In Buxtehude sieht der prozentuale Anteil der jeweiligen Töpfe vollkommen anders aus. Hier sollen mehr als die Hälfte der neuen IGS-Schüler, nämlich 52 Prozent, aus der leistungsstärksten Gruppe A kommen. 31 Prozent macht das Mittelfeld aus und lediglich 17 Prozent sind aus der leistungsschwächsten Gruppe C. Berechnungsgrundlage für diese Leistungsgruppen bildete eine Abfrage an allen Grundschulen, die den repräsentativen Leistungsquerschnitt des vierten Jahrgangs widerspiegelt.

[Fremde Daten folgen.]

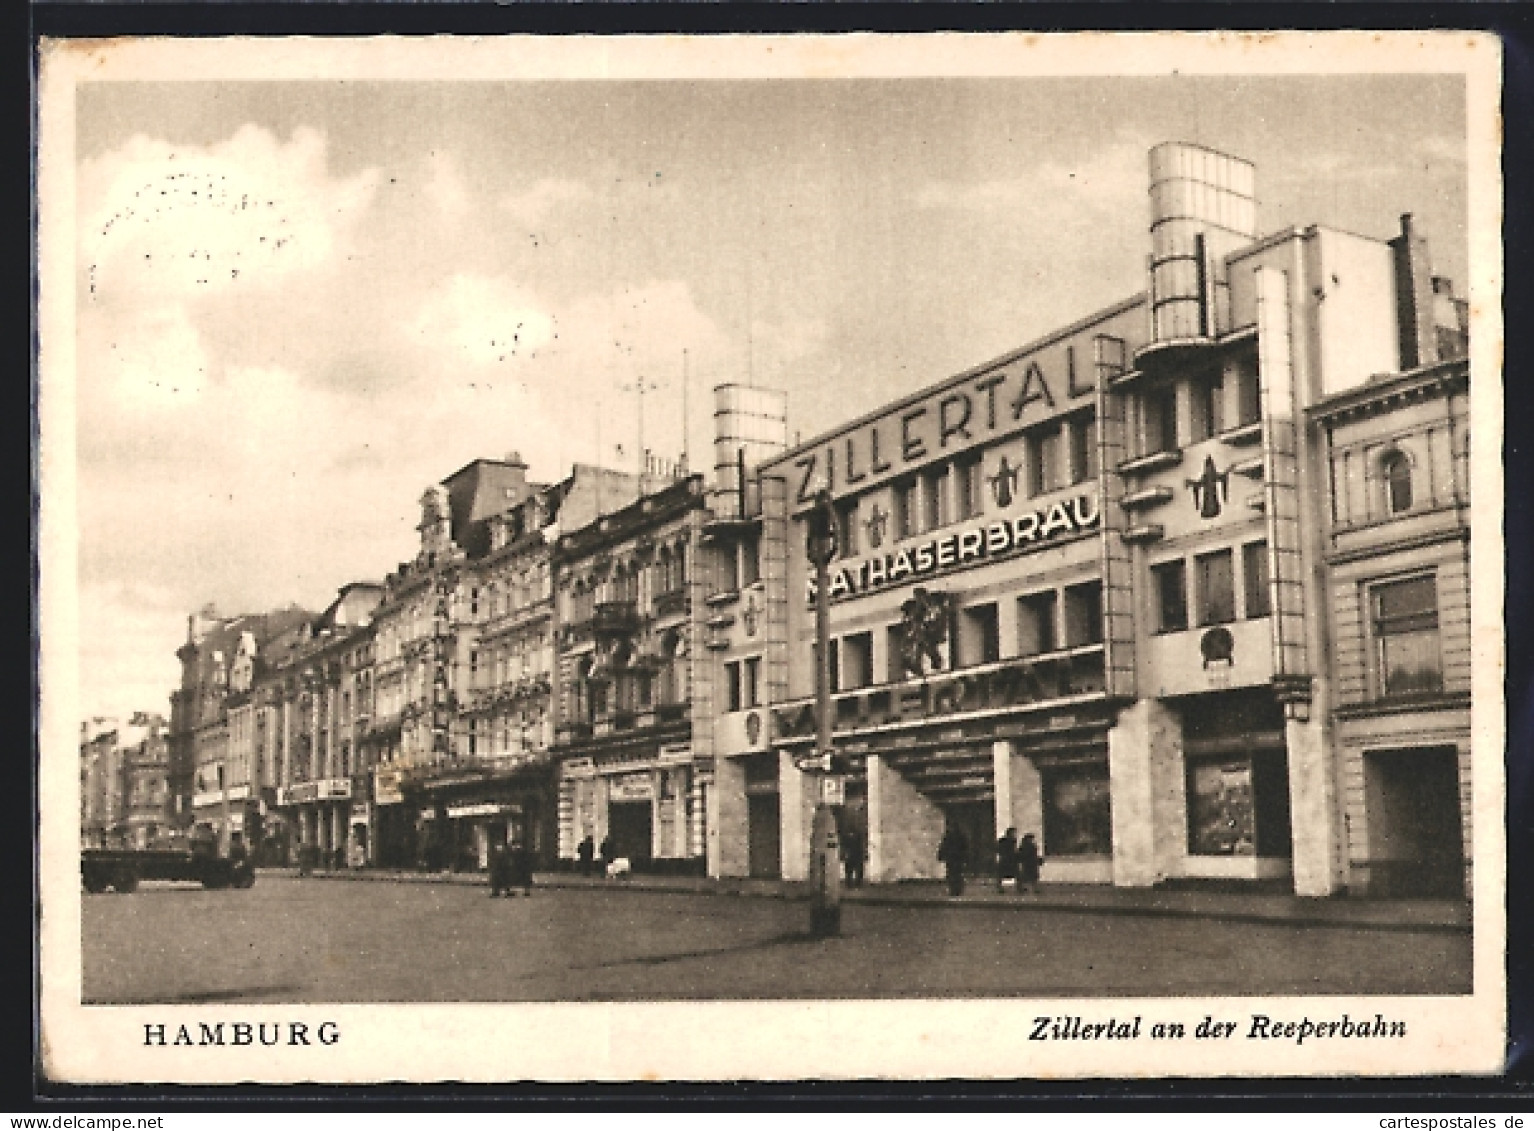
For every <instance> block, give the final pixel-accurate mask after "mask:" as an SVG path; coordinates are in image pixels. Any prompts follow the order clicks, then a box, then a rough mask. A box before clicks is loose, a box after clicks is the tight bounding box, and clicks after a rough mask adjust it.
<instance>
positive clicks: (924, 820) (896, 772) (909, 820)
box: [868, 753, 945, 884]
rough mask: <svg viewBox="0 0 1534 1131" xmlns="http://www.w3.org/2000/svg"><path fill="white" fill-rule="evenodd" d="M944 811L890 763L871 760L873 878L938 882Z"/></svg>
mask: <svg viewBox="0 0 1534 1131" xmlns="http://www.w3.org/2000/svg"><path fill="white" fill-rule="evenodd" d="M943 824H945V819H943V810H942V807H940V806H937V804H934V803H933V801H928V800H927V798H925V796H922V793H920V792H917V789H916V787H914V786H913V784H911V783H910V781H907V780H905V778H902V777H900V775H899V772H896V770H894V769H893V767H891V766H888V764H885V760H884V758H881V757H879V755H876V753H871V755H868V879H870V882H874V884H879V882H887V881H891V879H937V878H939V876H940V875H942V864H939V861H937V844H939V842H940V841H942V838H943Z"/></svg>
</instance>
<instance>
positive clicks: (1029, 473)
mask: <svg viewBox="0 0 1534 1131" xmlns="http://www.w3.org/2000/svg"><path fill="white" fill-rule="evenodd" d="M1057 486H1060V425H1058V424H1051V425H1046V427H1043V428H1034V430H1032V431H1029V433H1028V494H1045V493H1046V491H1054V490H1055V488H1057Z"/></svg>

Wenn nun die leistungsstärkste Gruppe, also die Kinder mit Gymnasialempfehlung, tatsächlich vor der IGS zurückschrecken sollte, wäre es vor dem Hintergrund, dass sie den größten Anteil an der IGS ausmachen sollen, besonders unglücklich. Andererseits wäre es wiederum eine große Chance für Kinder aus dem Umland, die erst nach den Buxtehudern zum Zuge kommen.

Dass die IGS in Buxtehude tatsächlich Startschwierigkeiten haben wird, kann sich Moser-Kollenda aber gar nicht vorstellen. "Man muss sich nur die Erfolge der IGS in Niedersachsen ansehen." Gewinner von Schulpreisen seien in den vergangenen Jahren hauptsächlich Gesamtschulen gewesen. Sie fördern die Schüler optimal und setzen vor allem im handlungsorientierten Unterricht auf Selbstständigkeit.

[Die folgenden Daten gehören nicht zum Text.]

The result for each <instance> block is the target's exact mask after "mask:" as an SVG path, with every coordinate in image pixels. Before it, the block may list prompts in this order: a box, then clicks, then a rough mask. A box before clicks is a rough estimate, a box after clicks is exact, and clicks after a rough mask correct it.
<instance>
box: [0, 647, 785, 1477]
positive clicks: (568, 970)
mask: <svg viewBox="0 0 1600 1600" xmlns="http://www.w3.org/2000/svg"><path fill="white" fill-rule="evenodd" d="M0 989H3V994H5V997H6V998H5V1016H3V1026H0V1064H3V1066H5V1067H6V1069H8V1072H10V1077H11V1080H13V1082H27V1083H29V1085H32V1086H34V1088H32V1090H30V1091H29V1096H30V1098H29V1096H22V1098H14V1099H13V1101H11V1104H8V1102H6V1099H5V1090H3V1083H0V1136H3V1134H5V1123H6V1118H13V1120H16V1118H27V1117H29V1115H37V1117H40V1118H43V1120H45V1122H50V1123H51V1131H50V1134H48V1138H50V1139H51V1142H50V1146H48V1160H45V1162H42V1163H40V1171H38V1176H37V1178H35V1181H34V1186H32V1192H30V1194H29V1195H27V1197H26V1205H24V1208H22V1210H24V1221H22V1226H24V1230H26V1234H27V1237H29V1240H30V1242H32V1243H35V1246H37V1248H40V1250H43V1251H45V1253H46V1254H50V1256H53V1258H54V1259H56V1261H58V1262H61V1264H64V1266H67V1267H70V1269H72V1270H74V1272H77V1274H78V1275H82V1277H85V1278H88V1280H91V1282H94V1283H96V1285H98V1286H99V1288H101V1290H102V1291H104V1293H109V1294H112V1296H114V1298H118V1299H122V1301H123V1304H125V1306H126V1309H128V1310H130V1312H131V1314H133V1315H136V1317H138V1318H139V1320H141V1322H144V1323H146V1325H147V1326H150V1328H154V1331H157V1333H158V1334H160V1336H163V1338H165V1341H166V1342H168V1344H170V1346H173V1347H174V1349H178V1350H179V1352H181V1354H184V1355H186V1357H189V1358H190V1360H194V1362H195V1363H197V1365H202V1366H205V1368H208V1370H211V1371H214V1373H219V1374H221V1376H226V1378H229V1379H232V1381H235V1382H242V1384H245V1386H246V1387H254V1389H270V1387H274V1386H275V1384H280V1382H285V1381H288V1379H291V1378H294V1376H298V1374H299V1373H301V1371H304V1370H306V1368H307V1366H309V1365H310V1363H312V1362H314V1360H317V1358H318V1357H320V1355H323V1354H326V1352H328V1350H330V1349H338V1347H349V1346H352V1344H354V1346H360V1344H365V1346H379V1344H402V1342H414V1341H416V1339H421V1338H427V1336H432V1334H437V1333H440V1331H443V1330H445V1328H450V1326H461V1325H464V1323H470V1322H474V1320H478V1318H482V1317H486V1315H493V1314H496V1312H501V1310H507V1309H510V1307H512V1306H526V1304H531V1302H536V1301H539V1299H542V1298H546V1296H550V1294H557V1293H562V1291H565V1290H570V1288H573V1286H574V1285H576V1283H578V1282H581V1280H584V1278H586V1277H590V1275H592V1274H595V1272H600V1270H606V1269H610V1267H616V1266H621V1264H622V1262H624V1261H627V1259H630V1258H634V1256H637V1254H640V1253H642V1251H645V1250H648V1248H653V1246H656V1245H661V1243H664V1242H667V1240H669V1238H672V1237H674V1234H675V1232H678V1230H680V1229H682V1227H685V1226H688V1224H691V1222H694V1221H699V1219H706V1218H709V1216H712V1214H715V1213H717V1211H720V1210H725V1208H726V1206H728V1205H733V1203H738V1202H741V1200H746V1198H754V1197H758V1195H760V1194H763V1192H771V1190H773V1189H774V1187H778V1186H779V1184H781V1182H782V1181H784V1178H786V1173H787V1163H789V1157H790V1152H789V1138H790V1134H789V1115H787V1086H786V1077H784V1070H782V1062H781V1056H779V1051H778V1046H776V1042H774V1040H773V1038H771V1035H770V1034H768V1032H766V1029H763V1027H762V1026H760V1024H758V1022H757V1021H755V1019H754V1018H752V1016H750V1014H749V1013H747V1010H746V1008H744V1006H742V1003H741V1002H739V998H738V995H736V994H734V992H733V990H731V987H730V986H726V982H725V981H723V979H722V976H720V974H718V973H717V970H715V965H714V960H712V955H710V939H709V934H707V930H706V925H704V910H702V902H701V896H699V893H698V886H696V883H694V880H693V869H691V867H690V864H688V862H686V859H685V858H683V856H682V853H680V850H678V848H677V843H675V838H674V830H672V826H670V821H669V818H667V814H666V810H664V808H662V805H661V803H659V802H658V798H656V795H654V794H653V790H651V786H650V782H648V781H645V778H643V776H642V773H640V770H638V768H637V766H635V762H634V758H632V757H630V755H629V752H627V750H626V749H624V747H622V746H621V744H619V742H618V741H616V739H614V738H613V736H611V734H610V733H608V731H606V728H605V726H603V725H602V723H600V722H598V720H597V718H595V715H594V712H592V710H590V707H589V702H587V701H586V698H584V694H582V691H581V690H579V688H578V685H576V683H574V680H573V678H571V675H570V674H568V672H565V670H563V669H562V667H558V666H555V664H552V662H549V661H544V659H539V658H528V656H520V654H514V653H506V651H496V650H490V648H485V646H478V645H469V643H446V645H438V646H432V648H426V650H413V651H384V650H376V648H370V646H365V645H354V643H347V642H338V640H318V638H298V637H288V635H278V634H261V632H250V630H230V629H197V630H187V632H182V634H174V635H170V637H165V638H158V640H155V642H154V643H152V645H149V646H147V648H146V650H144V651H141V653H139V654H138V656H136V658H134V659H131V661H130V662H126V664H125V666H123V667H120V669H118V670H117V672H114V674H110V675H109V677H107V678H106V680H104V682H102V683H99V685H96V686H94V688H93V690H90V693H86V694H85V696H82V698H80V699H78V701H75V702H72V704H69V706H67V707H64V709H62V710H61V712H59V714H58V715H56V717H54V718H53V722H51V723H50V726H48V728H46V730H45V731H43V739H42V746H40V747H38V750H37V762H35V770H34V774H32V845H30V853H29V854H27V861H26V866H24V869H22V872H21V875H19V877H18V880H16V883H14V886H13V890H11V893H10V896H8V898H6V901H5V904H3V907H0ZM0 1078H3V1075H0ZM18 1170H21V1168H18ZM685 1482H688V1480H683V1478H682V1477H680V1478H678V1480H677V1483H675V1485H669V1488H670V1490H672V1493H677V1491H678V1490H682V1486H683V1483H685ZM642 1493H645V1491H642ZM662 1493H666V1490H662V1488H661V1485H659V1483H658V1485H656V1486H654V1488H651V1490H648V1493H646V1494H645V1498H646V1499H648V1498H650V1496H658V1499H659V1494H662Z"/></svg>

In ganz Niedersachsen gebe es einen regelrechten Ansturm auf diese Schulform. Deshalb könne er sich auch nicht denken, dass Buxtehude die einzige Enklave sein solle, in der das anders sei. Vielmehr halte er es durchaus für möglich, dass viele Eltern die IGS etwa mit einer Waldorfschule verwechseln. "Da gibt es immer noch ein Informationsdefizit", vermutet er.

In Stade zumindest dürfte das kein Thema mehr sein. "Bei uns läuft es gut, auch wenn wir noch einiges an unserem Konzept verfeinern können." Ein Dreivierteljahr nach dem Start der IGS steht für den kommissarischen Schulleiter fest, dass nichts mehr so ist, wie es für ihn zuvor als Oberstufenkoordinator am Gymnasium Athenaeum war. "Wenn ich mir den jetzigen Unterricht im Vergleich zum Gymnasium ansehe, denke ich, ich habe einen anderen Beruf."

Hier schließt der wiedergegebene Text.